Type 2 diabetes silently takes hold in the body over a matter of years, compromising the body’s ability to regulate blood sugar. By the time the disease is diagnosed, organ damage has often already occurred, and may be irreversible, even if the disease is well controlled thereafter. With similar stealth, the rising tide of type 2 diabetes has surprised experts in many nations around the world with its speed, magnitude, and costliness. Aging, population growth, obesity/overweight, air pollution, unhealthy diets, smoking, and sedentary lifestyles have all helped drive up the number of cases of type 2 diabetes.
of total health spending in adults goes to type 2 diabetes
Type 2 diabetes was the 10th-largest killer in the world in 2017, up from number 15 in 2007. It has now surpassed malaria and breast cancer, according to the Global Burden of Disease study, which is led by the Institute for Health Metrics and Evaluation (IHME). Once a person develops type 2 diabetes, they are at greater risk of blindness, amputation, kidney failure, cardiovascular disease, and death. The financial cost of diabetes (the vast majority of which is type 2) is staggering: according to the International Diabetes Federation, the world spent $760 billion on it in 2019 alone, which represents 10 percent of total health spending in adults.
In 2017, obesity/overweight was the most important risk factor for type 2 diabetes. Despite billions of dollars in investment in identifying solutions to tackle obesity and overweight, however, effective solutions remain largely elusive. With obesity continuing to increase, more research is needed to identify more effective interventions. A 2020 study published in Nature noted that eating healthy foods, primarily those featured in the Mediterranean diet, such as fruits, vegetables, nuts, beans, whole grains, seems to prevent obesity.
‘Most weight loss interventions only last for a short time, however.’

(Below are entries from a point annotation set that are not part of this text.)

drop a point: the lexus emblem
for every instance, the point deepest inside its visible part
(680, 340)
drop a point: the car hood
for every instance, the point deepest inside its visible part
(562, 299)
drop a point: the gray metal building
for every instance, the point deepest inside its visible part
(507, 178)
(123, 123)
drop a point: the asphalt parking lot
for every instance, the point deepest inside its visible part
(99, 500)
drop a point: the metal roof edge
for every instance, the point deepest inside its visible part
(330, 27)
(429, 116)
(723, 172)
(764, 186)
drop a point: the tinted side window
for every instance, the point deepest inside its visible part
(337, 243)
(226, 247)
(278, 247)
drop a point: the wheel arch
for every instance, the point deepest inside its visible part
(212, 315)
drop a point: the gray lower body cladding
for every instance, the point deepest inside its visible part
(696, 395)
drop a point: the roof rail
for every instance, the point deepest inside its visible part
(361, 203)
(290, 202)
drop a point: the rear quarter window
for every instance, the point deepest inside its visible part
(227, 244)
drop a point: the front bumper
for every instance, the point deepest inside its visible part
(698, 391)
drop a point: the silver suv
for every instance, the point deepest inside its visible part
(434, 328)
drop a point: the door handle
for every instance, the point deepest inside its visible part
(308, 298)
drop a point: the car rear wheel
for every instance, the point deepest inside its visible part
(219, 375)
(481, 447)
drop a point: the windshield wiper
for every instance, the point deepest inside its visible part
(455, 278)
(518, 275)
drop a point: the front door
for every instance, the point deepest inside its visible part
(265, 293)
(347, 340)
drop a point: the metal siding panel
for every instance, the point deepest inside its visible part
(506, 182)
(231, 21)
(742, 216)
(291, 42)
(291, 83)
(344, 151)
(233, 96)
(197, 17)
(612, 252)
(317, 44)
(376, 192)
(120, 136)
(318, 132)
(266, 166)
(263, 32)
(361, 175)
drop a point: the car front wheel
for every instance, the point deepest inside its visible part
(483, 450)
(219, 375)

To promote healthier diets, food policy leaders recommended in an article in the British Medical Journal sweeping changes to current food systems, such as revamping food, agriculture, and trade policies to encourage production of healthy foods instead of unhealthy foods. The authors also recommended government regulation of unhealthy food as well as nutrition education, banning marketing of unhealthy food to children, and subsidizing healthy food and taxing unhealthy food. Most weight loss interventions only last for a short time, however. For those with extreme obesity, numerous studies have demonstrated the cost effectiveness of gastric bypass surgery for addressing obesity, yet these interventions remain out of reach in many low-income settings.
When we think about the harm of air pollution we tend to think of diseases such as lung cancer, asthma and chronic obstructive pulmonary disease. What is less well known is that air pollution is also an important risk factor for type 2 diabetes. In 2017, air pollution was tied to 27 percent of premature death and poor health from type 2 diabetes globally.
‘Compared to obesity, there are better examples of countries that have succeeded in reducing the risk of air pollution.’
Air pollution may contribute to diabetes by affecting the body’s sensitivity to insulin. Low insulin sensitivity is characteristic of Type 2 diabetes, and those with the condition need drugs or insulin injections to stabilize blood sugar. Air pollution comes from sources such as coal-fired power plants, vehicle emissions, and wood-fired cook stoves. In countries covered by large swaths of desert, such as parts of North Africa and the Middle East as well as sub-Saharan African countries bordering the Sahel, a major source of air pollution comes from dust storms. Compared to obesity, there are better examples of countries that have succeeded in reducing the risk of air pollution. Take London, for example, which was plagued by “pea soup” fog in the 1950s, or China, which succeeded in significantly reducing air pollution [PDF] through aggressive action on coal and industrial and vehicle emissions as well as investments in lower-emission energy sources—though China still exceeds WHO air quality guidelines and targets.
Smoking, secondhand smoke, and lack of exercise are also linked to type 2 diabetes, but contribute to less premature death and poor health than obesity, air pollution, and diets low in whole grains.
Curbing obesity, addressing air pollution, promoting smoking cessation, as well as encouraging healthy eating and exercise are key issues in the fight against type 2 diabetes worldwide. While there is no single silver bullet, combating air pollution offers a promising new approach to a rapidly growing crisis. In parallel, interventions to encourage healthy eating, promote physical activity, and continued research to identify new effective tools in the fight against obesity are urgently needed.
EDITOR’S NOTE: The authors are employed by the University of Washington’s Institute for Health Metrics and Evaluation (IHME), which leads the Global Burden of Disease study mentioned in the first paragraph and referenced in the data.